Y pasó un día, y una semana, y se fue retirando la nieve, y pasó un mes, y dos, y volvió a nevar y pasó un año, y otro, y varios años más, y siguió nevando todos los años. Muy lejos de allí, en un lugar donde no nevaba nunca, unos ojos cristalinos y una venerable piel, morena y curtida en la ancianidad, miraban al infinito y unas manos, pequeñas y temblorosas, acariciaban un tallo de romero. Respiraba los recuerdos de su tierra, que le hacían vivir un poco más. Muchas veces, tantas como la inmensidad que a veces tiene un día, se preguntaba sobre sus abuelos, y sus padres y sus hermanos y hermanas, y sobre todo su marido ¿adónde se fue? Pero por encima de todo de sus seis hijos y de sus nietecillos que nunca llegaron a nacer. Y a menudo creía ver al tío Herminio sentado en el poyo y los ratos con Paula y Josefina en el lavadero de cuando niñas, y cuando mozas y de toda la vida y la alegría de Román, Justo y Marcial. Todos ellos allí quedaron, de nuevo en la tierra que les dio la vida y generosamente los acogió de nuevo en su seno.

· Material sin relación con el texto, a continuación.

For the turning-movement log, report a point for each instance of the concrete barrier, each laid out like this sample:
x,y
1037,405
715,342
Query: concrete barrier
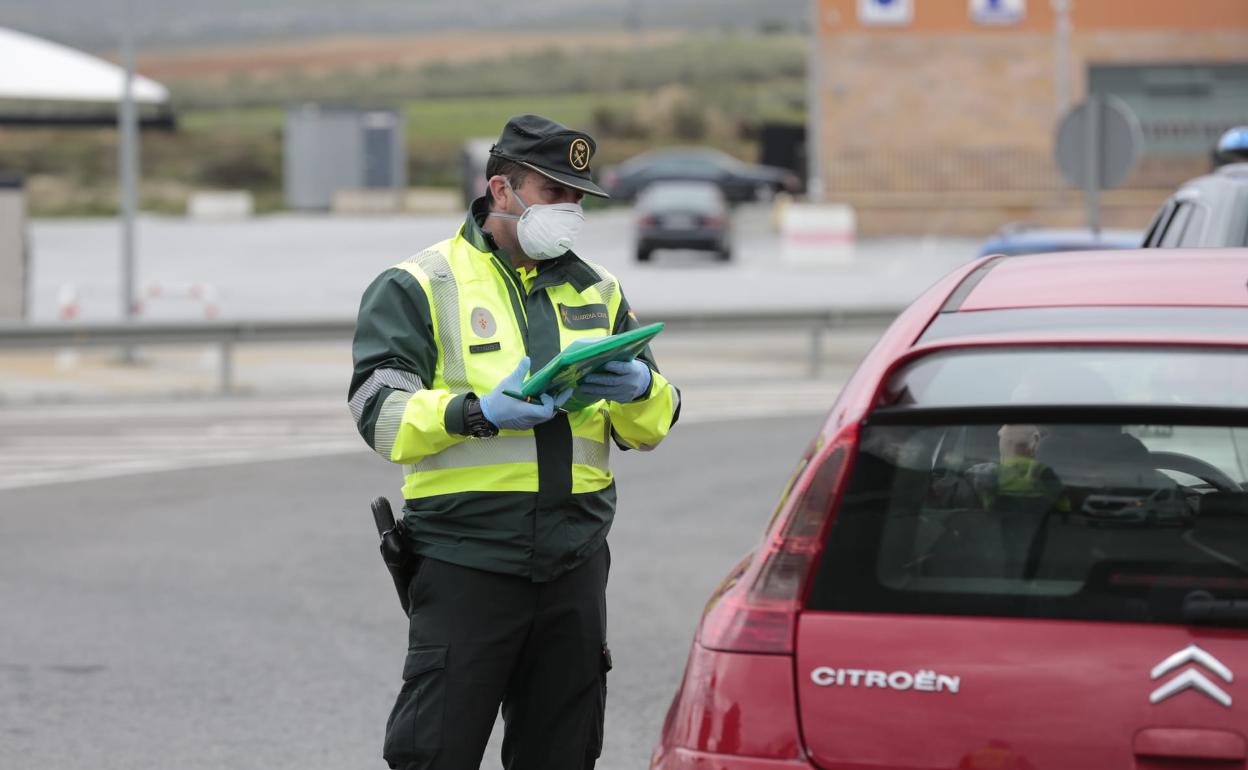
x,y
816,233
220,205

-Señora Ana ya hay que entrar adentro, que hace fresco-le dijo una mujer vestida de un impecable blanco- y tomándola del brazo la condujo hacia el interior de un edificio donde había más ancianos. Nunca supo cómo, siendo pobre como era, pudo acabar allí, ni nadie se lo dijo jamás… La tía Ana sólo esperaba; gran parte de su vida fue una espera, que no esperanza y, aún hoy, el beso diario a una pequeña fotografía le hace respirar profundamente, derramar una lágrima y soñar aguardando la llegada de las luces del alba y entonces volver a sentir el aroma del espliego, allá donde se encuentre, junto a todos aquellos que caminaron con ella en el largo peregrinar de su existencia.